Unilever has been resolute in its determination to be a purpose led company, and we saw two demonstrations of that commitment this week, one here in Canada and another in the U.S.
Here at home, Hellman’s announced on Wednesday that all of its mayonnaise jars and bottles will be made from 100% recycled plastic by March. Hellman’s claimed the change will save 1 million kilograms of virgin plastic this year.
Bottles made from recovered and reprocessed plastic (PCR or post-consumer recycled) are appearing on store shelves now. The plastic is slightly darker and includes a label with instructions on how to recycle correctly.
“Canadians want to do what’s right, seeking out products and brands that prioritize the planet,” said Unilever Canada president Gary Wade (right). “By transitioning our bottles and jars to ones made with 100% recycled plastic, Hellmann’s is helping make sustainable choices more accessible.”

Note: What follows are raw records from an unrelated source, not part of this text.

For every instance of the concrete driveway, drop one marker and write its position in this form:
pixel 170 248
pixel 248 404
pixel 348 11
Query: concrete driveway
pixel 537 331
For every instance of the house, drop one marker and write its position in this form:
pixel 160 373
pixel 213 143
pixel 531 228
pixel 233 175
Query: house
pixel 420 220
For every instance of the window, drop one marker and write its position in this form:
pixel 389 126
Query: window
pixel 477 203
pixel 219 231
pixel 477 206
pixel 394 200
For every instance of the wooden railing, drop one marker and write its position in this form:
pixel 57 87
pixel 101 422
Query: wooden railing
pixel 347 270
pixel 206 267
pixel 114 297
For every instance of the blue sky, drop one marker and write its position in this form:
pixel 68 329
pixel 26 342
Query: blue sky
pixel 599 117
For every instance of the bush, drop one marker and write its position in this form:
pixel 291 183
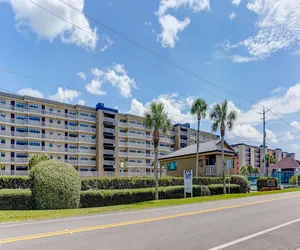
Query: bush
pixel 216 189
pixel 97 198
pixel 263 182
pixel 14 182
pixel 15 199
pixel 55 185
pixel 292 181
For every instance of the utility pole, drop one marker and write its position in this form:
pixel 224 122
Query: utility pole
pixel 264 141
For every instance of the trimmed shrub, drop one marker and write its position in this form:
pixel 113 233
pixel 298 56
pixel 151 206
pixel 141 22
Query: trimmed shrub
pixel 55 185
pixel 263 182
pixel 216 189
pixel 240 180
pixel 101 198
pixel 14 182
pixel 15 199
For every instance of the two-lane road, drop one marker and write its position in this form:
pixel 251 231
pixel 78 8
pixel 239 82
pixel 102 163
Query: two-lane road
pixel 264 222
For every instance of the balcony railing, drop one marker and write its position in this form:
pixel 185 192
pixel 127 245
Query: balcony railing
pixel 46 149
pixel 27 122
pixel 211 170
pixel 43 112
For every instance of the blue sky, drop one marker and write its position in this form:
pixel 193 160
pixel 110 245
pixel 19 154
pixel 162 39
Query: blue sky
pixel 251 47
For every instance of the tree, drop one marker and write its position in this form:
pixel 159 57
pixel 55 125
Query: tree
pixel 198 108
pixel 157 120
pixel 250 169
pixel 222 119
pixel 37 158
pixel 244 171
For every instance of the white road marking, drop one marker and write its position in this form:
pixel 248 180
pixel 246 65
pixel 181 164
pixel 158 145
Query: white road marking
pixel 234 242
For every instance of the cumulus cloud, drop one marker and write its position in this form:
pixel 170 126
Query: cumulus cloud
pixel 232 16
pixel 176 107
pixel 81 75
pixel 65 95
pixel 171 26
pixel 31 92
pixel 47 26
pixel 95 87
pixel 81 102
pixel 236 2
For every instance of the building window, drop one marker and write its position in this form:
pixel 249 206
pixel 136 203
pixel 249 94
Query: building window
pixel 172 166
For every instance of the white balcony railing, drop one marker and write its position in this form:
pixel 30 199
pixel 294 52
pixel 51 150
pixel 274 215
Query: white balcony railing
pixel 211 170
pixel 43 112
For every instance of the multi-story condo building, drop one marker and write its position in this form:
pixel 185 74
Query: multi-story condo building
pixel 96 141
pixel 252 155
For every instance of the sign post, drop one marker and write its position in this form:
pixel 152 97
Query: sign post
pixel 188 182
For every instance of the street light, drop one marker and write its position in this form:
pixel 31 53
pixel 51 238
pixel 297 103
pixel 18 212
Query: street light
pixel 122 166
pixel 297 170
pixel 279 171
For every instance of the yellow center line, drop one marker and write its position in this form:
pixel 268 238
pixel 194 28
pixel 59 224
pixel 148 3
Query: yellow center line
pixel 133 222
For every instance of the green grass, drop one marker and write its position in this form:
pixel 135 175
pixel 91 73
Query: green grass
pixel 13 216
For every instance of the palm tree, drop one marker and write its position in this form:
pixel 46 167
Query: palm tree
pixel 270 159
pixel 222 119
pixel 198 108
pixel 156 119
pixel 244 171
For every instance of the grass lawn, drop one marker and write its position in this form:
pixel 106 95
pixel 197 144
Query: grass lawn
pixel 17 215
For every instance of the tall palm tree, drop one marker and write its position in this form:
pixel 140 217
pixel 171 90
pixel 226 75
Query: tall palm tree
pixel 198 108
pixel 222 119
pixel 156 119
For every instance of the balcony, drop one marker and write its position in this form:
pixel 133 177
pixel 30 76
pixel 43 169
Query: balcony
pixel 43 112
pixel 110 120
pixel 8 160
pixel 211 170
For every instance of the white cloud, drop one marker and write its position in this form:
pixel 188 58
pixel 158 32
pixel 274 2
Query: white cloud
pixel 232 16
pixel 81 75
pixel 236 2
pixel 47 26
pixel 278 90
pixel 94 87
pixel 176 107
pixel 171 26
pixel 81 102
pixel 194 5
pixel 65 95
pixel 279 26
pixel 31 92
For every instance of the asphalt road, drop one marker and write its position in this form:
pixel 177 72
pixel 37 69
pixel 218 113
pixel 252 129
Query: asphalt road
pixel 265 222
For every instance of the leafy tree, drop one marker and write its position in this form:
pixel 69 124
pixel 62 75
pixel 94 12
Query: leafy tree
pixel 37 158
pixel 198 108
pixel 244 171
pixel 222 119
pixel 157 120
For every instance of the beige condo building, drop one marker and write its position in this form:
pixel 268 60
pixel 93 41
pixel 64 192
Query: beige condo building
pixel 96 141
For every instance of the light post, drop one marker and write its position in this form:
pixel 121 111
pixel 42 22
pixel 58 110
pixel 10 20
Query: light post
pixel 122 167
pixel 297 170
pixel 279 175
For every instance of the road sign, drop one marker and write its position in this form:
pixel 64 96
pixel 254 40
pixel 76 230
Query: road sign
pixel 188 182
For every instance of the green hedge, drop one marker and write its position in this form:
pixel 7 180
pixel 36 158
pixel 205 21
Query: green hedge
pixel 216 189
pixel 97 198
pixel 263 181
pixel 14 182
pixel 15 199
pixel 130 183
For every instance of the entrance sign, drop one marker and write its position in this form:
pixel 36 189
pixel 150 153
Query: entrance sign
pixel 188 182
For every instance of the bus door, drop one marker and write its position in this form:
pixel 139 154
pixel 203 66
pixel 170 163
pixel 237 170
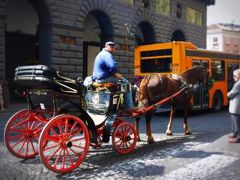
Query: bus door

While the change has a clear environmental benefit, Unilever also maintains that changes like this are beneficial to its bottom line.
Unilever previously committed to ensuring that all of its packaging is fully reusable, recyclable or compostable by 2025 as part of its Sustainable Living Plan. While that plan was first introduced 10 years ago under previous CEO Paul Polman, Unilever’s commitment to being purpose led across its large portfolio of brands has become even more pronounced under Alan Jope, who became CEO early last year.
In Cannes last year, Jope complained about “woke-washing” and suggested it could be “putting in peril the very thing which offers us the opportunity to help tackle many of the world’s issues.” Unilever tasked its marketers with finding a business plan that would “make society or the planet better.” Those brands that can’t, could be sold off, even if they are profitable, said Jope. “Principles are only principles if they cost you something,” he said.
But Unilever also says that being purpose led is good for business, and that consumers prefer brands that are making the planet better. In November, it noted that it now has 28 Sustainable Living Brands that “communicate a strong environmental or social purpose, with products that contribute to achieving the company’s ambition of halving its environmental footprint and increasing its positive social impact.” According to Unilever, those brands grew 69% faster than the rest of is business.
“Two-thirds of consumers around the world say they choose brands because of their stand on social issues, and over 90% of millennials say they would switch brands for one which champions a cause,” said Jope at a Deutsche Bank conference. “Purpose creates relevance for a brand, it drives talkability, builds penetration and reduces price elasticity. In fact, we believe this so strongly that we are prepared to commit that in the future, every Unilever brand will be a brand with purpose.”
Another Unilever owned brand also made a bold statement about its commitment to fight for a better world Tuesday night. Seventh Generation ran an ad directly after U.S. President Donald Trump’s State of the Union address. Seventh Generation is an environmentally friendly household paper and cleaning products brand that was acquired by Unilever in 2016.
Assuming that Trump’s speech would lack any bold new vision to fight climate change (no kidding), Seventh Generation’s ad directly equated the current threat of global warming to the threats posed by the Great Depression and the spread of fascism in the 1930s and ’40s. The generation that won the fight in World War II was dubbed the Greatest Generation, and the new ad asks if young people might be the “next greatest generation” for overcoming the new existential threat of climate change.
Seventh Generation chief executive Joey Bergstein, told The New York Times the brand ran the spot across all major U.S. networks right after Trump’s speech because it felt like an appropriate moment and the company was targeting people “who we know are concerned about climate and really try to inspire that group to action.” Seventh Generation bought the first ad break across CBS, ABC and NBC. It did not buy air time on Fox.